La parola carnevale deriva dal latino "carnem levare" ("eliminare la carne") perché, anticamente, indicava il banchetto che si teneva l'ultimo giorno di carnevale (il cosiddetto martedì grasso), subito prima del periodo di astinenza e digiuno della Quaresima. Le prime testimonianze dell'uso del vocabolo "carnevale" (detto anche "carnevalo") vengono da testi della fine del XIII secolo. Il carnevale non ha una ricorrenza annuale fissa ma varia, in concomitanza con la Pasqua. Secondo antiche tradizioni il Carnevale durava l'intero periodo invernale, dal giorno di commemorazione dei defunti (2 novembre) sino al primo giorno di Quaresima ed il travestimento serviva non a nascondere la propria identità ma a rimandarne ad un'altra. Per la Chiesa cattolica il Tempo di Carnevale è detto anche Tempo di Settuagesima, ed è considerato come un periodo per riflettere e riconciliarsi con Dio. Ed i caratteri del carnevale, anche se fanno parte della tradizione cristiana, provengono da festività molto più antiche. Per Greci e Romani questa momento dell’anno rappresentava una fase di rinnovamento, evidentemente simbolico, durante la quale il caos sostituiva l’ordine costituito. Gli antichi romani, durante i Saturnali (festa dedicata al Dio Saturno) arrivavano a scambiarsi i ruoli:gli schiavi indossavano i panni dei padroni, concedendosi per una settimana ogni libertà. Veniva anche effettuata una estrazione (che non riguardava la migliore maschera) che premiava, a sorte, una specie di re della festa, che aveva ogni potere.

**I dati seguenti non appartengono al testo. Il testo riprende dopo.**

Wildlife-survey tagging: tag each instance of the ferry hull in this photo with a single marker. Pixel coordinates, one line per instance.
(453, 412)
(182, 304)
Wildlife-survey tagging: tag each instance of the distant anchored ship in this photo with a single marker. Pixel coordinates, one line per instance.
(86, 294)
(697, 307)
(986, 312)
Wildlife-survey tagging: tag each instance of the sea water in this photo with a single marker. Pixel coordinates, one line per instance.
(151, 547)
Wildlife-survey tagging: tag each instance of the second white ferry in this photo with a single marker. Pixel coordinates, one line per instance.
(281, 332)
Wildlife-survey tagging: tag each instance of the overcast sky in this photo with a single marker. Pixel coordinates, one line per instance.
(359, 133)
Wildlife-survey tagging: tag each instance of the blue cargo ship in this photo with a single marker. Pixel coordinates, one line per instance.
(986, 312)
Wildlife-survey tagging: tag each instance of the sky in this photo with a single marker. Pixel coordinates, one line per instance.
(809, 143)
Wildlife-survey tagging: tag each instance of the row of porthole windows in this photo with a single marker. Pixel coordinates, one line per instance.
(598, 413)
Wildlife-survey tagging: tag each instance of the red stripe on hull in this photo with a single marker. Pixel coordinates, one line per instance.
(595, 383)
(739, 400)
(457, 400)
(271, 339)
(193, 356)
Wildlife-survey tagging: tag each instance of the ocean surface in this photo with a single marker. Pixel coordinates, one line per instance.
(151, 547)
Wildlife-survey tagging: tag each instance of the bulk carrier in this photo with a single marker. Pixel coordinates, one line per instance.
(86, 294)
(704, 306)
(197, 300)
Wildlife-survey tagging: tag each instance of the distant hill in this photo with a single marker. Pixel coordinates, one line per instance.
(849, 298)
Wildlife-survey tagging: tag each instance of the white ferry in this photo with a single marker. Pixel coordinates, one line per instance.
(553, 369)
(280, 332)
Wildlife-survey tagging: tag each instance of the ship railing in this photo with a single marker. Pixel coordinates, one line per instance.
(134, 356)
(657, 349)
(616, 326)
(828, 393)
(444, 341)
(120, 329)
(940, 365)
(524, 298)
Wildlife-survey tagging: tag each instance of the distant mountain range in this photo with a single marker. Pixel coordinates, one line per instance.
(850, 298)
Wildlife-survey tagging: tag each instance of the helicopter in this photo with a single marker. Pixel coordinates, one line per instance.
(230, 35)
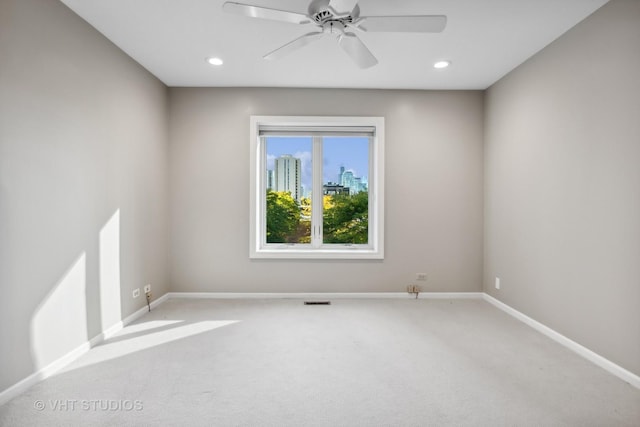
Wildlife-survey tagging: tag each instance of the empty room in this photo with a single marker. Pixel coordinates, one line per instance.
(320, 213)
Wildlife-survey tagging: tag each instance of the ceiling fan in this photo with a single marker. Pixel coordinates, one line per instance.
(338, 18)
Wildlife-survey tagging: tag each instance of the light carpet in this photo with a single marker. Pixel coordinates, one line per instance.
(352, 363)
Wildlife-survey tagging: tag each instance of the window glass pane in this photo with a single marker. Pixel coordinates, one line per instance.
(345, 190)
(288, 189)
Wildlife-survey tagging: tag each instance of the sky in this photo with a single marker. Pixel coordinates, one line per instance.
(350, 152)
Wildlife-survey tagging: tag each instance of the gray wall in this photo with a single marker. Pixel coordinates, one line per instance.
(83, 184)
(562, 147)
(434, 201)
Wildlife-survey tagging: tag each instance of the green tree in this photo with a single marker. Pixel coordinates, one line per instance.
(346, 219)
(283, 217)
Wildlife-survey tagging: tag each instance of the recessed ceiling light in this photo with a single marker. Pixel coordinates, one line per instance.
(215, 61)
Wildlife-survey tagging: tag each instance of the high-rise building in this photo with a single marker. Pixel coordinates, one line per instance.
(270, 183)
(287, 175)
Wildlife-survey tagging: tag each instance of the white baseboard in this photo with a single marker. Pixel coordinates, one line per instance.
(63, 361)
(325, 295)
(593, 357)
(53, 367)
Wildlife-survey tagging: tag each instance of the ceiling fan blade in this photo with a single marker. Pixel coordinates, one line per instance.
(293, 45)
(343, 6)
(354, 47)
(404, 24)
(265, 13)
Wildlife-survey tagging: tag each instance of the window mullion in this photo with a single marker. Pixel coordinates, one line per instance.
(316, 186)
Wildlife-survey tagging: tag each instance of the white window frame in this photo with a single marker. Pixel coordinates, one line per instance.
(258, 248)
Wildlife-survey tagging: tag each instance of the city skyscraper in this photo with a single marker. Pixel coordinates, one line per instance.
(287, 175)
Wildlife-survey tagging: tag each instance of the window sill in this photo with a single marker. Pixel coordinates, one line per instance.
(301, 253)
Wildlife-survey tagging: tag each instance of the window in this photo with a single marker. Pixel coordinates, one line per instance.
(317, 187)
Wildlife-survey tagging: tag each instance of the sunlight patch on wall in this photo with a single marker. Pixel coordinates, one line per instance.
(110, 307)
(59, 322)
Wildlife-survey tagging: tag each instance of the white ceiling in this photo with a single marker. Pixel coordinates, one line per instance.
(484, 39)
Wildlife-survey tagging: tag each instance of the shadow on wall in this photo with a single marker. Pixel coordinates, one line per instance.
(60, 322)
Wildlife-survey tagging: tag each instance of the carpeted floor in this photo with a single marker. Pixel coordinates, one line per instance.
(352, 363)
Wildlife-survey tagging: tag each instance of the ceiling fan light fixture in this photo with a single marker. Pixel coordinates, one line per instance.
(215, 61)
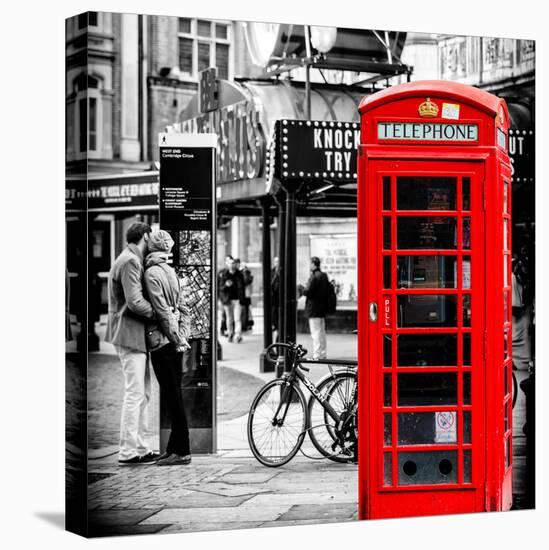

Il carnevale è  anche considerata una festa contadina, che risale ai riti tradizionali della stagione invernale. L'esplosione di gioia e l'uso della maschera avevano la funzione di tenere lontani gli spiriti malefici, con il mascheramento che dotava l’uomo di un temporaneo potere, sempre simbolico, rispetto agli animali. Il gesto di bruciare un fantoccio, molto utilizzato, andava a richiamare i sacrifici primitivi.
Con il trascorrere dei secoli la festa di Carnevale sembra aver perso i suoi connotati originari e poche restano le analogie con il passato.